Jesucristo.
Creemos que Jesucristo fue engendrado milagrosamente en el vientre de la virgen María, por obra del Espíritu Santo, y que al mismo tiempo es el único y verdadero Dios (Romanos 9:5; 1 Juan 5:20). El mismo Dios del Antiguo Testamento tomó forma humana (Isaías 60:1-3).
“Y aquel Verbo fue hecho carne, y habitó entre nosotros...” (Juan 1:14). “Y sin contradicción, grande es el misterio de la piedad: Dios ha sido manifestado en carne, ha sido justificado en el Espíritu; ha sido visto de los ángeles; ha sido predicado a los gentiles; ha sido creído en el mundo; ha sido recibido arriba en gloria” (1 Timoteo 3:16).
Creemos que en Jesucristo se unieron en una forma perfecta e incomprensible los atributos divinos y la naturaleza humana, por lo tanto, se manifestaron en él la voluntad humana y divina. (Lucas 22:42; Juan 6:38; Filipenses 2:8).
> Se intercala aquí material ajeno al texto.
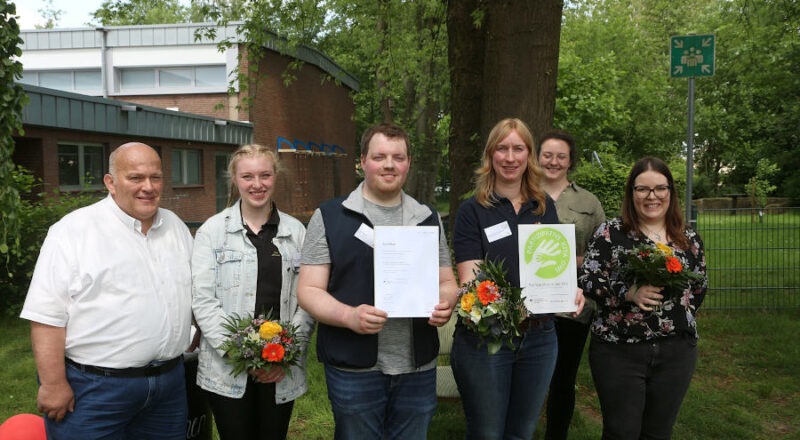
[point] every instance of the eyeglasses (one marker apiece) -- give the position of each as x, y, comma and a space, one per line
643, 192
Por parte de María, en cuyo vientre tomó forma de hombre, era humano; por parte del Espíritu Santo, que fue el que lo engendró en María, era divino (Lucas 1:35); por eso se le llama Hijo de Dios e Hijo de hombre.
Por lo tanto, creemos que Jesucristo es Dios “y que en él habita toda la plenitud de la Divinidad corporalmente” (Colosenses 2:9), y que la Biblia da a conocer todos los atributos: es Padre Eterno, a la vez que es un niño que nos ha nacido (Isaías 9:6). Es creador de todo (Isaías 45:18; Colosenses 1:16, 17).
Es omnipresente (Deuteronomio 4:39; Juan 3:1, Mateo 18:20, Juan 14:3). Hace maravillas como Dios Todopoderoso (Salmos 86:10; Lucas 5:24-26). Tiene potestad sobre el mar (Salmos 107:29, 30; Marcos 4:37-39). Es el mismo siempre (Salmos 102:27; Hebreos 13:8).